’Genitori, Genitoque
Laus et jubilatio.’
Now I entered the little church that was quite empty, and where no sound would have been heard if the two voices in the tower had not continued to ring out over the dovecotes, where the white pigeons rested and wondered, and over the broad fields where the bending grasses and listening flowers stood in the afternoon sunshine, ’Laus et jubilatio,’ in the language of the bells.
The church was Romanesque, probably of the twelfth century. The nave was flanked by narrow aisles. Upon the very tall bases of the columns were carved, together with foliage, fantastic heads of demons, or satyrs of such expressive ugliness that they held me fascinated. Some were bearded, others were beardless, some were grinning and showing frightful teeth, others had thick-lipped, pouting mouths hideously debased. A few were really bons diables, who seemed determined to be gay, and to joke under the most trying circumstances; but the greater number had morose faces, puckered by the long agony of bearing up the church. Such variety of expression in ugliness was a triumph of art in the far-off age, when the chisel of an unremembered man with a teeming imagination made these heads take life from the inanimate stone.
The road from Autoire to St. Cere soon led me into the valley of the Bave, a beautiful trout-stream, galloping towards the Dordogne through flowery meadows, on this last day of May, and under leaning trees, whose imaged leaves danced upon the ripples in the green shade. As I had no need to hurry, I loitered to pick ragged-robins upon the banks, flowers dear to me from old associations. Very common in England, they are comparatively rare in France.

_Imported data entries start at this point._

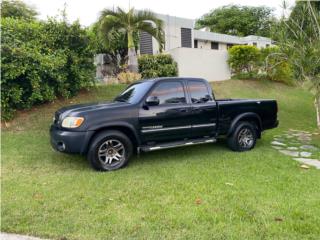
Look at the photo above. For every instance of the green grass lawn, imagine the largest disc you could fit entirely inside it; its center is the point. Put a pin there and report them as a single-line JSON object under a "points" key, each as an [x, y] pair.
{"points": [[196, 192]]}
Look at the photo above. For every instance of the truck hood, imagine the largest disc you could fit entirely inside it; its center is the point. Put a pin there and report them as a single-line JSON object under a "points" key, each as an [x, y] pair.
{"points": [[82, 109]]}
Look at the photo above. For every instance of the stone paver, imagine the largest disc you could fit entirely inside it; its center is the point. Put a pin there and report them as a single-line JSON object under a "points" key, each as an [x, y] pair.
{"points": [[278, 143], [296, 144], [11, 236], [309, 161], [290, 153], [305, 154]]}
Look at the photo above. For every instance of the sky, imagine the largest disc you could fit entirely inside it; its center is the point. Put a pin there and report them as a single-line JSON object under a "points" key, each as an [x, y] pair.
{"points": [[88, 11]]}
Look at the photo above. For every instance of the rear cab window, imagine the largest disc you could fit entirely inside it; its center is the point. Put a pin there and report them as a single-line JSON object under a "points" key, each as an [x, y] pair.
{"points": [[199, 92], [169, 93]]}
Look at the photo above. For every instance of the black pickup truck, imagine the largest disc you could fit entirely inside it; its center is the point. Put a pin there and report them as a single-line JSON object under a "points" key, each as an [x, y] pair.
{"points": [[156, 114]]}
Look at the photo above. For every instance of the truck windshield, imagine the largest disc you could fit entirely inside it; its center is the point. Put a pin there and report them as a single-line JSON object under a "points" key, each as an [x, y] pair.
{"points": [[134, 92]]}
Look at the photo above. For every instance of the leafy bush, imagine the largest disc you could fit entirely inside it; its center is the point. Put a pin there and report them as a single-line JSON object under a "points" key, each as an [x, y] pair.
{"points": [[128, 77], [40, 61], [243, 58], [161, 65], [249, 62], [276, 65]]}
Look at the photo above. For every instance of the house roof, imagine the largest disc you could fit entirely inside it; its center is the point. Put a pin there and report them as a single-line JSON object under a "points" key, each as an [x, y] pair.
{"points": [[219, 37]]}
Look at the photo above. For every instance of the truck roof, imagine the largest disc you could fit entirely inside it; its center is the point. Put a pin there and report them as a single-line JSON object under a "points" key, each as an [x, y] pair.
{"points": [[166, 78]]}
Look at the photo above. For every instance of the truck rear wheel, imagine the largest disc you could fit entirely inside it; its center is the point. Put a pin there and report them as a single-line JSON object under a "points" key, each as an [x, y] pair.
{"points": [[109, 150], [243, 138]]}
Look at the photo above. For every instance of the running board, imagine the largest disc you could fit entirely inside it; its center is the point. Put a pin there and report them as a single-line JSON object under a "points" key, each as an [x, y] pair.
{"points": [[178, 144]]}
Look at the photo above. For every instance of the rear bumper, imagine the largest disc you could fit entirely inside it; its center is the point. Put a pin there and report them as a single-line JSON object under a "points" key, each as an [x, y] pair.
{"points": [[68, 141]]}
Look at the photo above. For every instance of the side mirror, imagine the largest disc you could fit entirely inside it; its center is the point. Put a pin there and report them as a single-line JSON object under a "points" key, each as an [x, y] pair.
{"points": [[152, 101]]}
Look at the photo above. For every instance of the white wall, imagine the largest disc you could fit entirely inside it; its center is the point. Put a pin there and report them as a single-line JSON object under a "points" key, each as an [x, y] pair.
{"points": [[208, 64]]}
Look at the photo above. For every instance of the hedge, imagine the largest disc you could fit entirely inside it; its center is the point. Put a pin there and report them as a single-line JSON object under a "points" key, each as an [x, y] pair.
{"points": [[249, 62], [41, 61], [160, 65]]}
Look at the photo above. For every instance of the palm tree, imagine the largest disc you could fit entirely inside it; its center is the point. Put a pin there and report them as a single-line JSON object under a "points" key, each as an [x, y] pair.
{"points": [[131, 23]]}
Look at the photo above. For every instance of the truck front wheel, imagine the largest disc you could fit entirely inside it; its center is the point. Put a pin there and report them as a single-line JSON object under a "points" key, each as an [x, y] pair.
{"points": [[243, 138], [109, 150]]}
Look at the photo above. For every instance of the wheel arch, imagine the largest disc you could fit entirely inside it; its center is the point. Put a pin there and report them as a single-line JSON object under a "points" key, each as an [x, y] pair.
{"points": [[249, 117], [125, 128]]}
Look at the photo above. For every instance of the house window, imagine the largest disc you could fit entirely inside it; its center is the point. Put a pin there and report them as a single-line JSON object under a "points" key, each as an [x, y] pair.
{"points": [[195, 43], [229, 45], [186, 37], [145, 43], [214, 45]]}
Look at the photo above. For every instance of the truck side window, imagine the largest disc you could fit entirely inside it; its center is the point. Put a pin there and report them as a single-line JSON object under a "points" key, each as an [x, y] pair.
{"points": [[199, 92], [169, 93]]}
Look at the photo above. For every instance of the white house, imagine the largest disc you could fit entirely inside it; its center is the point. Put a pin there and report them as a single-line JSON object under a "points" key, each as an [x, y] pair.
{"points": [[199, 53]]}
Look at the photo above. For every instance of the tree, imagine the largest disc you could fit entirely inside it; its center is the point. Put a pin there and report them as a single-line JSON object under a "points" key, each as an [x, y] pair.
{"points": [[17, 9], [239, 20], [131, 23], [299, 41]]}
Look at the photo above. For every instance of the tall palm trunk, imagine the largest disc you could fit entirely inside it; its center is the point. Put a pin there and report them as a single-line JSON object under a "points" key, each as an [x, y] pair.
{"points": [[132, 54], [317, 105]]}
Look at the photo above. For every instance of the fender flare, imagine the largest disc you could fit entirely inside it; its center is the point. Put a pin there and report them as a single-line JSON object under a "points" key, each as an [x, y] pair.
{"points": [[238, 118], [118, 124]]}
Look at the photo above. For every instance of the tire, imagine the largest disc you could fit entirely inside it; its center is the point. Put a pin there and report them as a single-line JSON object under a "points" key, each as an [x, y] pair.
{"points": [[109, 150], [244, 137]]}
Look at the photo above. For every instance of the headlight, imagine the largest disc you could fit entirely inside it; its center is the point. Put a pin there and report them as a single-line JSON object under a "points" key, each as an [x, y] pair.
{"points": [[72, 122]]}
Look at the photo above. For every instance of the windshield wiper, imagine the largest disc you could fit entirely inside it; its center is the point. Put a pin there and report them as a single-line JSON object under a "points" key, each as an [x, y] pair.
{"points": [[120, 100]]}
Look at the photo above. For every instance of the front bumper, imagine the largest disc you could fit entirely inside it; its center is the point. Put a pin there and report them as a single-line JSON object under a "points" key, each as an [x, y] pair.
{"points": [[69, 141]]}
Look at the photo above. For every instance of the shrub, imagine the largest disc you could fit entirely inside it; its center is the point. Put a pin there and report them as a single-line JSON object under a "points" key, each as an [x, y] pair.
{"points": [[40, 61], [248, 62], [276, 65], [161, 65], [128, 77], [243, 59]]}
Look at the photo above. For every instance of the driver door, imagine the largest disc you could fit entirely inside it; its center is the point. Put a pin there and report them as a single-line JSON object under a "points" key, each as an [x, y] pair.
{"points": [[167, 119]]}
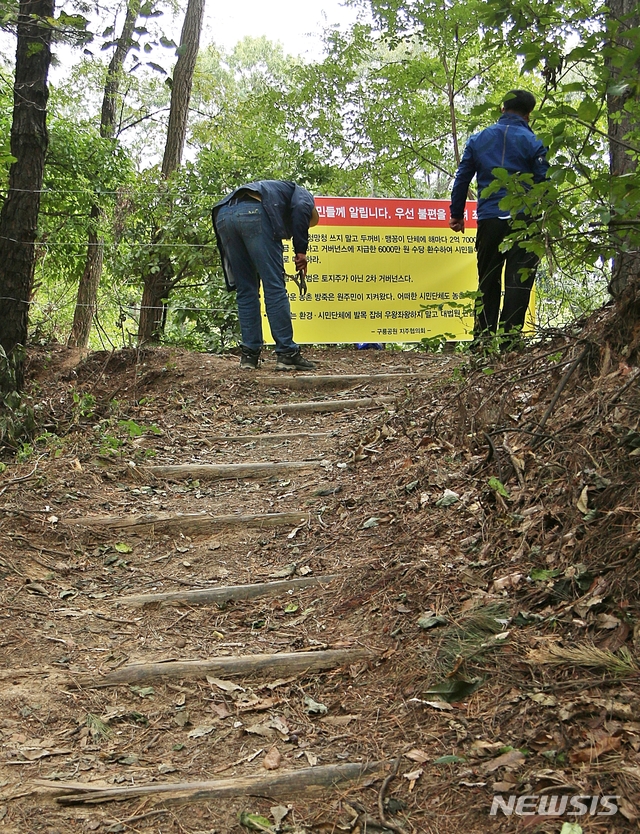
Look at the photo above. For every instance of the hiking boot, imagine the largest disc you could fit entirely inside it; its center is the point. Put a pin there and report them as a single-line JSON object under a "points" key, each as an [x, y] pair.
{"points": [[249, 359], [294, 362]]}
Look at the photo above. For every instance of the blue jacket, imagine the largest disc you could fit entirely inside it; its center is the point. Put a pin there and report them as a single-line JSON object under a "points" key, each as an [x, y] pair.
{"points": [[510, 144], [288, 207]]}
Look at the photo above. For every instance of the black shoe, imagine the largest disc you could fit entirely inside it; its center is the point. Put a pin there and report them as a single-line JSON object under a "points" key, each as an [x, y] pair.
{"points": [[294, 362], [249, 359]]}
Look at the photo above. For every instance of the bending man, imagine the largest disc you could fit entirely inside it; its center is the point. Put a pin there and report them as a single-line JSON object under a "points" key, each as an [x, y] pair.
{"points": [[250, 224]]}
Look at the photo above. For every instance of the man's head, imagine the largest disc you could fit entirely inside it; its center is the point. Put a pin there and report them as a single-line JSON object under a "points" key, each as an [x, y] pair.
{"points": [[519, 101]]}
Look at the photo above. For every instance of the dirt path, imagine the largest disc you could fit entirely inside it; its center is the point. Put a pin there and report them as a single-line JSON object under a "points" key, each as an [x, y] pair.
{"points": [[230, 593], [209, 478]]}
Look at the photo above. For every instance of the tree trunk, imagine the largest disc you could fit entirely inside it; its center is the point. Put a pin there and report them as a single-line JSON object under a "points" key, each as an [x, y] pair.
{"points": [[622, 105], [181, 87], [153, 308], [87, 300], [19, 215]]}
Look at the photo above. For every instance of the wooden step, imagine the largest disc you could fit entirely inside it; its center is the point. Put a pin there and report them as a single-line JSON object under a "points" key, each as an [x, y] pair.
{"points": [[319, 406], [187, 523], [336, 380], [230, 471], [219, 596], [285, 663]]}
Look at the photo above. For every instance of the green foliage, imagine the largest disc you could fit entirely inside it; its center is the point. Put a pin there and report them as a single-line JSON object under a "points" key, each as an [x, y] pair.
{"points": [[588, 58], [391, 105]]}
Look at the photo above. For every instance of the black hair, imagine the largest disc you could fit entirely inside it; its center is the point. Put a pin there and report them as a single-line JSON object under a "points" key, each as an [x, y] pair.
{"points": [[520, 101]]}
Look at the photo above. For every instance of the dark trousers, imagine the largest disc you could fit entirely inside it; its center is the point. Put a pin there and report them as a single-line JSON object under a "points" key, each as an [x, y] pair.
{"points": [[517, 285]]}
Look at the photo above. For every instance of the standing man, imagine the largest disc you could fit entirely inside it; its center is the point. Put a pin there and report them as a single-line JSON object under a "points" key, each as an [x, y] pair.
{"points": [[250, 224], [510, 144]]}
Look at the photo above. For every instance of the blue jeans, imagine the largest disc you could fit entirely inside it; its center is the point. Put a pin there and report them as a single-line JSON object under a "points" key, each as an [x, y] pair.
{"points": [[254, 256]]}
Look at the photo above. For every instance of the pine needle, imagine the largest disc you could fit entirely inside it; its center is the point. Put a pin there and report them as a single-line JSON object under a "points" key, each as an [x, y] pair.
{"points": [[621, 664]]}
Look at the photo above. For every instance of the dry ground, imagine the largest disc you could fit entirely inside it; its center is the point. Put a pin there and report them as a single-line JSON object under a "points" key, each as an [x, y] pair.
{"points": [[474, 532]]}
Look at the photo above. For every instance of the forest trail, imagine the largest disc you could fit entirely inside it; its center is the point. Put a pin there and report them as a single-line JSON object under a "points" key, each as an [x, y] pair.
{"points": [[220, 595]]}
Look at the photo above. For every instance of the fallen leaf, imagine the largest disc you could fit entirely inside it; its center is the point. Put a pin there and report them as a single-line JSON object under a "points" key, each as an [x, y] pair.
{"points": [[272, 760], [507, 582], [279, 812], [314, 706], [413, 777], [225, 686], [418, 756], [263, 729], [542, 699], [220, 710], [434, 704], [199, 732], [582, 504], [607, 744], [339, 720], [512, 759]]}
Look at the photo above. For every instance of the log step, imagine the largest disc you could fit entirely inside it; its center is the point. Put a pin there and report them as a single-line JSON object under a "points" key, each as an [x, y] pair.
{"points": [[268, 438], [242, 665], [230, 471], [222, 595], [283, 784], [316, 406], [187, 523], [336, 380]]}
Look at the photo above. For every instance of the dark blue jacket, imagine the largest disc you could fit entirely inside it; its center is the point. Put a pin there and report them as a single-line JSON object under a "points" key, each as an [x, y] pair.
{"points": [[510, 144], [288, 207]]}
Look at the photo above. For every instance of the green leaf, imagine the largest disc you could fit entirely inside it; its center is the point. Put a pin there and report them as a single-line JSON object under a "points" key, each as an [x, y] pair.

New pleasures await the wayfarer every hour, almost every minute, in the day, and however long he may continue to wander over this wonderful world of inexhaustible variety, if he will only stop to look at everything, and so learn to feel the charm of little things.
I met a beggar, and fell into conversation with him. He asked me for nothing, and was surprised when I gave him two sous. He was a ragged old man, with a canvas bag, half filled with crusts, slung upon his side. I had already met many such beggars in this part of France. They travel about from village to village, filling their bags with pieces of bread that are given them, and selling afterwards what they cannot eat as food for pigs. As they rarely receive charity in the form of money, they do not expect it. This kind of mendicant is distinctly rural, and belongs to old times.